In last month’s blog, I wrote that it’s always a balancing act between ensuring full comprehension, time and economy of speech.
Continuing on that thought, an area of communication that I periodically revisit with my crew, especially when we have a newcomer or temporary replacement, is the specific vocabulary used and how to use it. This is done in the hope of delivering the maximum amount of useful information quickly and clearly to crewmembers.
A good example is calling in distances while docking a barge or coming alongside a ship. In general, crew visibility is usually pretty good, so we don’t really need distances until we’re getting close. The closer you are to a dock or ship the more you need it and the more important accuracy becomes.
“Close,” of course, is always a relative and variable term.
When we’re a barge-length away, even an error of 50′, while not desirable, usually doesn’t matter much or at all. At that range the intervals would be 50′ anyway. If someone can nail the distance to within plus or minus 20′ at that range then they’re doing very well. But once the range narrows to 50′ or less, then intervals drop to five feet and accuracy requirements go up. At 10′ and under intervals drop to one foot and must be dead-on to be of value. That’s when time is also of the essence.
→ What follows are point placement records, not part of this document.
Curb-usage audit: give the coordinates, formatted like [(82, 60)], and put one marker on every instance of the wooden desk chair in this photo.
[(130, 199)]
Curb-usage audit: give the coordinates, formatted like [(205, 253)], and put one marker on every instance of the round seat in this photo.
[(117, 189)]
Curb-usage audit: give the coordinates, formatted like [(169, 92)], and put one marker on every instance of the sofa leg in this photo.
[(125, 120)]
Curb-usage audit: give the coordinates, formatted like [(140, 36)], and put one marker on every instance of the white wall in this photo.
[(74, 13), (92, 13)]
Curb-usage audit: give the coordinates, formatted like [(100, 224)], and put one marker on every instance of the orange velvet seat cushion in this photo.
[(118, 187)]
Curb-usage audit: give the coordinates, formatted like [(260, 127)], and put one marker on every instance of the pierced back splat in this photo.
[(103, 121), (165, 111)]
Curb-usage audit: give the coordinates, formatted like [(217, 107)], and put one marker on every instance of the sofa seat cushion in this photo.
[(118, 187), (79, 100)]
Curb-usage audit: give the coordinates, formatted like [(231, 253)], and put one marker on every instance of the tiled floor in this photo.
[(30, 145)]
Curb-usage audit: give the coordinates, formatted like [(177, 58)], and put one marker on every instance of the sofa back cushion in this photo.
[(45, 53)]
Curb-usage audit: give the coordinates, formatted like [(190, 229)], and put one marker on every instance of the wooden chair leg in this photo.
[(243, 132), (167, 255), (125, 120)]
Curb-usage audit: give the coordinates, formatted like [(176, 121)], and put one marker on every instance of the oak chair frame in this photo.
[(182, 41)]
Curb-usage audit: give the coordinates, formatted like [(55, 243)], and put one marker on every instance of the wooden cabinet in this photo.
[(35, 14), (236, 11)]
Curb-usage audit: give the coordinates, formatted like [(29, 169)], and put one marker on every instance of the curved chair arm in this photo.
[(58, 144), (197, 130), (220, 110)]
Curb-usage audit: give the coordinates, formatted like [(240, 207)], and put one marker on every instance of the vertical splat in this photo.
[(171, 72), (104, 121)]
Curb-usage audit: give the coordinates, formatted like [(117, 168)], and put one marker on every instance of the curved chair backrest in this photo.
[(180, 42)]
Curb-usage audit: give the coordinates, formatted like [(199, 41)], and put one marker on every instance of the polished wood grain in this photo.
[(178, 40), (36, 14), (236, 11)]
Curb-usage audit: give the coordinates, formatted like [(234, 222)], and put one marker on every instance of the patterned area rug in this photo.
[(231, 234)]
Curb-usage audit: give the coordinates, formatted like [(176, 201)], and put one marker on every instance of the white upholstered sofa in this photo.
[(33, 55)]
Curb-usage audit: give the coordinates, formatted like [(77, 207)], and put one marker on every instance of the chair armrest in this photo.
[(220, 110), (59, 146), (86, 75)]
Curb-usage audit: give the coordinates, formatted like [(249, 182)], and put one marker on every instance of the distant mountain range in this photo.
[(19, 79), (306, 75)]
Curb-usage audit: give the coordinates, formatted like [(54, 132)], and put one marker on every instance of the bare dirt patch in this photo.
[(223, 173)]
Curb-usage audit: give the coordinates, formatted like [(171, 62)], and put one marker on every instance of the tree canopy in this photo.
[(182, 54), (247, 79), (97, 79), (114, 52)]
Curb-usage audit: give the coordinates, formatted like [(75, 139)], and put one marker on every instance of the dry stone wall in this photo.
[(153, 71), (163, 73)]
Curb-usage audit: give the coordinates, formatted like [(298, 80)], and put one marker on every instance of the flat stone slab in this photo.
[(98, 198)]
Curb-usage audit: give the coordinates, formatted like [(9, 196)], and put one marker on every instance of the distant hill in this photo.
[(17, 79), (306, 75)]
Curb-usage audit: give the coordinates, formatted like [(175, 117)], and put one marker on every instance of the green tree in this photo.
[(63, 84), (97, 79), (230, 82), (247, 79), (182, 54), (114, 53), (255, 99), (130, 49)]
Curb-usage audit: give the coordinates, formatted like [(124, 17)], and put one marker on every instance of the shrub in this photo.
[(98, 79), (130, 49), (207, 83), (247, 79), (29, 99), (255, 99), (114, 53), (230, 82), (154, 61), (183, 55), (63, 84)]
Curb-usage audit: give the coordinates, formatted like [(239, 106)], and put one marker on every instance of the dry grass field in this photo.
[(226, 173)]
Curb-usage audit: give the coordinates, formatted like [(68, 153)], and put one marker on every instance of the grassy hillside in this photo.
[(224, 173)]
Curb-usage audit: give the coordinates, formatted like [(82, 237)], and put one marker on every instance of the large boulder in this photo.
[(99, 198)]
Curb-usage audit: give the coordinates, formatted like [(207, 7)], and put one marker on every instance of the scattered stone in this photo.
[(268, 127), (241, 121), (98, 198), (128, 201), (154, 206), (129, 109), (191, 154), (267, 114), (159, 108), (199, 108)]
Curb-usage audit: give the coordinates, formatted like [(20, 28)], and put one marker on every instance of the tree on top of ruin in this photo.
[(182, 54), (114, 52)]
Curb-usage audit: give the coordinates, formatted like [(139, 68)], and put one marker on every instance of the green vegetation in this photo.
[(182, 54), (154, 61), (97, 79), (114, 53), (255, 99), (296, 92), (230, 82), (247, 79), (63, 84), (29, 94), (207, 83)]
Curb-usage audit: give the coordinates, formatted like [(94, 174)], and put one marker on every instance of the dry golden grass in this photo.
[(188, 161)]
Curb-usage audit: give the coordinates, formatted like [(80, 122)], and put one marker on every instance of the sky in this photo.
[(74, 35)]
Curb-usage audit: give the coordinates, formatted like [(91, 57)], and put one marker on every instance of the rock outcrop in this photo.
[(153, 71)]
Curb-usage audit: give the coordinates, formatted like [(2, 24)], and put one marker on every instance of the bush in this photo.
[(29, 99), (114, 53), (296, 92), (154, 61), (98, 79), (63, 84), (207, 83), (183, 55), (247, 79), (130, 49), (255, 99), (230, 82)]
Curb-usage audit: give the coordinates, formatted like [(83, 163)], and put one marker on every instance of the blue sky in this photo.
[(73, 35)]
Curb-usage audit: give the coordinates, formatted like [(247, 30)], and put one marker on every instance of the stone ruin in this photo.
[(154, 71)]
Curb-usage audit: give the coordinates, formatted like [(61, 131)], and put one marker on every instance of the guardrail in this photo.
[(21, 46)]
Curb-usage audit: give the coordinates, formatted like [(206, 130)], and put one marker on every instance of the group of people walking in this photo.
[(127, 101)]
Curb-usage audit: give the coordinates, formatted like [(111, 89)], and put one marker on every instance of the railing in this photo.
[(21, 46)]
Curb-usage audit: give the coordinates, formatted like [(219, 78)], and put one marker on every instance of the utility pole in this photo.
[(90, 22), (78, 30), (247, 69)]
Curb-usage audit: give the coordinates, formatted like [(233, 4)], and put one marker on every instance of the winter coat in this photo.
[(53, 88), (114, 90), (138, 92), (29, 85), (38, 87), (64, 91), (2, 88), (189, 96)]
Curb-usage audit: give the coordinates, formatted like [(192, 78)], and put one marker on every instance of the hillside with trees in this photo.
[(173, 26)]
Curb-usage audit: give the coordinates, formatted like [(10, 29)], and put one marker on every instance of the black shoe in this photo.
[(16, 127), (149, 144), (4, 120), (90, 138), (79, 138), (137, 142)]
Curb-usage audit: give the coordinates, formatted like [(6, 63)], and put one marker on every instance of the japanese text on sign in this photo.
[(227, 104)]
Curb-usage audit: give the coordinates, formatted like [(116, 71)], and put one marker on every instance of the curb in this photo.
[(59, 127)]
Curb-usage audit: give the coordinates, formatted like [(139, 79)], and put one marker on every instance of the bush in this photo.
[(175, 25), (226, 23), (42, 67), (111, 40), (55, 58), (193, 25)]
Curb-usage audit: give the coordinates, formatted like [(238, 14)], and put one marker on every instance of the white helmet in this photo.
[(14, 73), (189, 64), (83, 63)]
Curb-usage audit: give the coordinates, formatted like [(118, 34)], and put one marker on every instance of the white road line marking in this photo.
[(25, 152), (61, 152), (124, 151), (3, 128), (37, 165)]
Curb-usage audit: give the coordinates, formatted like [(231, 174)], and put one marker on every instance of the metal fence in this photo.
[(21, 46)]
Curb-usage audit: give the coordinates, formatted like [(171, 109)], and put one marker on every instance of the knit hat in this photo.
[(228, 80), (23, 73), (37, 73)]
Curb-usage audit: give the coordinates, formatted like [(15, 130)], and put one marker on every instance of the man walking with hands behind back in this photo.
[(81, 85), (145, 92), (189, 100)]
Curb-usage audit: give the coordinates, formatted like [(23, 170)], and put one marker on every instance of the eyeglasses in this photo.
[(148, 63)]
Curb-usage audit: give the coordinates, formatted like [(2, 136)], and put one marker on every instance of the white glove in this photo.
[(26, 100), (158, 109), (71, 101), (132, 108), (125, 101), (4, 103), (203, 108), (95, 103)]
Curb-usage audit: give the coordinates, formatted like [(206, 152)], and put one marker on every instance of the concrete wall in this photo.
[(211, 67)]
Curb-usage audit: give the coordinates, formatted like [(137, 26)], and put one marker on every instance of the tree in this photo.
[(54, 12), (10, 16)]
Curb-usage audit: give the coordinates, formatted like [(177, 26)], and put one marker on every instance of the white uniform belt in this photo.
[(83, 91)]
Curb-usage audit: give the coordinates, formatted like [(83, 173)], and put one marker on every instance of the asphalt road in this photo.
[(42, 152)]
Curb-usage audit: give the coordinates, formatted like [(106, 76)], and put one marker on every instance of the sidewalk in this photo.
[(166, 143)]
All mariners know from training and practice that feet is used as the measure so there’s no need to keep repeating it over and over. Eliminate all that isn’t needed and keep the flow going with regular short breaks to allow questions or feedback.
For example, “40 bow, 30 stern, closing moderate and flattening out. (pause) 30 bow, 25 stern, still closing. (pause) 20 flat, closing slow and steady” provides you with useful information, without all of the typical extraneous filler words. It allows the operator to visualize exactly what is happening so that the right steps to execute the maneuver can be taken in time.
How important is this? It’s like looking through freshly cleaned binoculars instead of a pair caked with grime.